Thursday, July 5, 2007

A Detroit city employee has filed suit against the city because of her co-workers perfume (http://www.foxnews.com/story/0,2933,288130,00.html). She is using the Americans with Disabilities Act as the basis for her suit. Already, her co-worker has had to stop using an air freshener which makes me wonder if the real victim of the case is the co-worker who has had to deal with the plaintiff's B.O.

I digress. What constitutes a disability? I hate people chewing with their mouth open and cracking gum, in fact it makes me sick to my stomache. Does this mean I can sue any business that I enter if they do not make people chew politely?

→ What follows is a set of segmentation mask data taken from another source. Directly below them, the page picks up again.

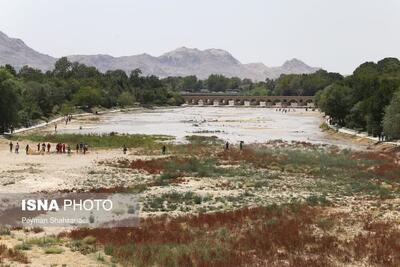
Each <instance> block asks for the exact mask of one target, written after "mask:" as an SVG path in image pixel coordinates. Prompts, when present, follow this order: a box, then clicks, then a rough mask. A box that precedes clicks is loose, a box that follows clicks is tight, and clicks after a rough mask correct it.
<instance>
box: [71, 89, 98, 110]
mask: <svg viewBox="0 0 400 267" xmlns="http://www.w3.org/2000/svg"><path fill="white" fill-rule="evenodd" d="M101 101H102V97H101V91H100V90H99V89H97V88H93V87H89V86H86V87H82V88H81V89H80V90H79V91H78V92H77V93H76V94H75V95H74V98H73V102H74V103H75V105H77V106H81V107H84V108H92V107H94V106H97V105H100V104H101Z"/></svg>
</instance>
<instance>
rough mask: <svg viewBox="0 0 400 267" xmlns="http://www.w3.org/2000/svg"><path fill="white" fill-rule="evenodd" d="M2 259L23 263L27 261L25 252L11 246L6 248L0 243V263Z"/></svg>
mask: <svg viewBox="0 0 400 267" xmlns="http://www.w3.org/2000/svg"><path fill="white" fill-rule="evenodd" d="M4 259H9V260H10V261H17V262H20V263H25V264H27V263H29V260H28V257H27V256H26V254H25V253H23V252H21V251H19V250H15V249H12V248H7V246H6V245H4V244H0V263H2V262H3V261H4Z"/></svg>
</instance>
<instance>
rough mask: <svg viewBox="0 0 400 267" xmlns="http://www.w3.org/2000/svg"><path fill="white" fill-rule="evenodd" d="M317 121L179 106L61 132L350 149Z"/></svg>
mask: <svg viewBox="0 0 400 267" xmlns="http://www.w3.org/2000/svg"><path fill="white" fill-rule="evenodd" d="M321 122H322V117H321V115H320V114H319V113H318V112H311V111H305V110H304V109H297V110H295V111H293V109H292V110H291V111H290V112H287V113H282V112H279V111H276V110H275V109H267V108H251V107H245V108H240V107H179V108H163V109H155V110H140V111H133V112H129V113H113V114H106V115H103V116H102V120H101V121H100V122H99V123H98V124H95V125H90V126H83V128H82V129H65V130H61V132H64V133H110V132H118V133H129V134H165V135H172V136H175V137H176V139H177V141H183V140H184V137H185V136H187V135H194V134H195V135H206V136H211V135H215V136H218V137H219V138H221V139H224V140H226V141H229V142H239V141H244V142H246V143H254V142H266V141H269V140H277V139H281V140H285V141H306V142H311V143H325V144H336V145H342V146H350V143H349V142H346V141H338V140H332V139H330V138H329V137H328V136H327V135H326V134H324V133H323V132H322V131H321V130H320V128H319V126H320V124H321Z"/></svg>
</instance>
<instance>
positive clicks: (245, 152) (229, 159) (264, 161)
mask: <svg viewBox="0 0 400 267" xmlns="http://www.w3.org/2000/svg"><path fill="white" fill-rule="evenodd" d="M217 156H218V158H219V159H220V160H223V161H229V162H234V163H238V162H240V161H243V162H246V163H249V164H252V165H253V166H254V167H257V168H267V167H268V166H270V165H271V164H273V163H278V162H280V161H282V160H284V157H283V156H280V157H278V156H276V155H273V154H270V153H267V152H265V153H261V152H259V153H257V151H256V150H254V149H251V148H246V149H243V150H235V149H232V150H229V151H223V152H221V153H218V154H217Z"/></svg>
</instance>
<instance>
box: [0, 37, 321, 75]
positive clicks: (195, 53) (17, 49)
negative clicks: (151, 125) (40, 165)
mask: <svg viewBox="0 0 400 267" xmlns="http://www.w3.org/2000/svg"><path fill="white" fill-rule="evenodd" d="M68 58H69V60H70V61H77V62H80V63H84V64H86V65H89V66H94V67H96V68H98V69H99V70H100V71H102V72H106V71H107V70H115V69H122V70H124V71H126V72H128V73H129V72H130V71H131V70H133V69H136V68H139V69H141V70H142V73H143V74H144V75H151V74H153V75H157V76H159V77H167V76H187V75H196V76H197V77H199V78H201V79H204V78H207V77H208V76H209V75H210V74H223V75H225V76H228V77H235V76H236V77H240V78H250V79H253V80H258V81H260V80H265V79H266V78H277V77H279V76H280V75H281V74H283V73H284V74H291V73H293V74H301V73H313V72H315V71H317V70H318V69H319V68H314V67H310V66H308V65H307V64H305V63H303V62H302V61H300V60H298V59H292V60H289V61H286V62H285V63H284V64H283V65H282V66H280V67H267V66H265V65H264V64H263V63H250V64H242V63H241V62H239V60H237V59H236V58H234V57H233V56H232V55H231V54H230V53H229V52H227V51H224V50H221V49H206V50H199V49H196V48H186V47H181V48H178V49H176V50H174V51H171V52H168V53H165V54H163V55H161V56H159V57H154V56H151V55H148V54H141V55H133V56H123V57H112V56H109V55H72V56H68ZM55 61H56V58H53V57H51V56H48V55H44V54H41V53H39V52H37V51H35V50H33V49H31V48H30V47H28V46H27V45H25V43H24V42H23V41H21V40H19V39H14V38H9V37H8V36H7V35H5V34H4V33H1V32H0V65H4V64H11V65H13V66H14V67H16V68H17V69H19V68H21V67H22V66H24V65H29V66H32V67H35V68H39V69H41V70H44V71H46V70H50V69H52V68H53V65H54V62H55Z"/></svg>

Or, can I just have disability benefits?
Detroit already has enough problems with all the lawsuits against the city busses and their inability for fire problem drivers due to union lawsuits.

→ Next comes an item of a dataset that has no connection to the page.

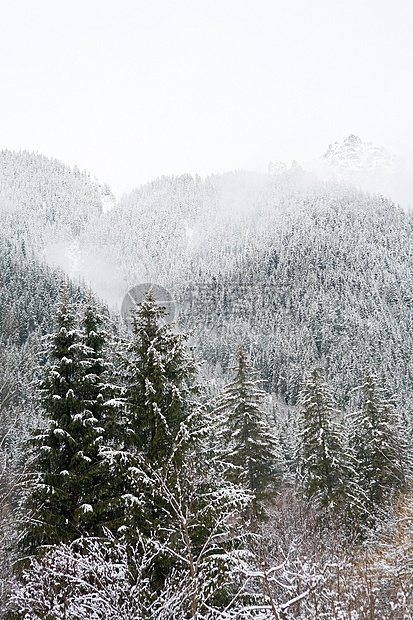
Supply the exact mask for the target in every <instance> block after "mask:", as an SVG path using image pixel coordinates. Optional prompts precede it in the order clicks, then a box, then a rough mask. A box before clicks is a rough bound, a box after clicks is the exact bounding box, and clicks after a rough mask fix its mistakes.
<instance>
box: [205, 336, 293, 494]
mask: <svg viewBox="0 0 413 620" xmlns="http://www.w3.org/2000/svg"><path fill="white" fill-rule="evenodd" d="M233 370H235V378H234V380H233V381H231V382H230V383H228V384H227V385H226V386H225V387H224V391H223V394H222V396H221V398H220V399H219V401H218V404H217V407H216V409H215V412H214V415H215V416H216V417H217V423H216V427H217V431H216V432H217V434H218V437H219V442H220V447H219V451H220V458H221V459H222V462H223V463H224V465H225V467H226V475H227V477H228V479H229V480H230V481H231V482H233V483H236V484H239V485H241V486H243V487H244V488H245V489H249V490H250V491H251V492H252V493H254V495H255V498H256V499H257V500H258V502H259V501H261V500H262V499H264V497H267V496H268V495H271V494H273V493H274V490H275V489H276V488H277V486H279V484H280V474H281V469H282V468H281V456H280V452H279V448H278V445H277V442H276V440H275V438H274V436H273V434H272V433H271V431H270V429H269V426H268V422H267V419H266V414H265V413H264V410H263V400H264V398H265V392H263V391H262V390H261V389H260V388H259V387H258V386H259V384H260V383H261V382H260V381H259V380H257V379H256V373H255V372H254V371H253V369H252V368H251V366H250V365H249V363H248V359H247V354H246V352H245V351H244V350H243V349H242V347H239V348H238V353H237V366H236V368H234V369H233Z"/></svg>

How do we fix the slippery slope that has become the American with Disabilies Act? The Sweeds have a solution. They focus on not what you can't due but rather on what you can. If you can't do your job because of perfume, go find a job you can.

1 comment:

Kia said...

You suggest: "If you can't do your job because of perfume, go find a job you can."

How about this one: "If you can't walk up the stairs to get into your office, find a new office that is wheelchair accessible"?

These are people who are trying to be productive citizens, trying to advance their careers through hard work and loyalty to a company. The least to be returned would be an office policy that is mildly sensitive to their disabilities. Just because it is something you and I have trouble relating to does not make it illegitimate.

There are people out there who are legitimately harmed by toxins from perfumes and other airborne toxins/odors. It causes respiratory problems, severe migraines, and other serious health issues. This article covering the lawsuit has some really insightful comments in the comment thread and would serve to balance out your biased assessment.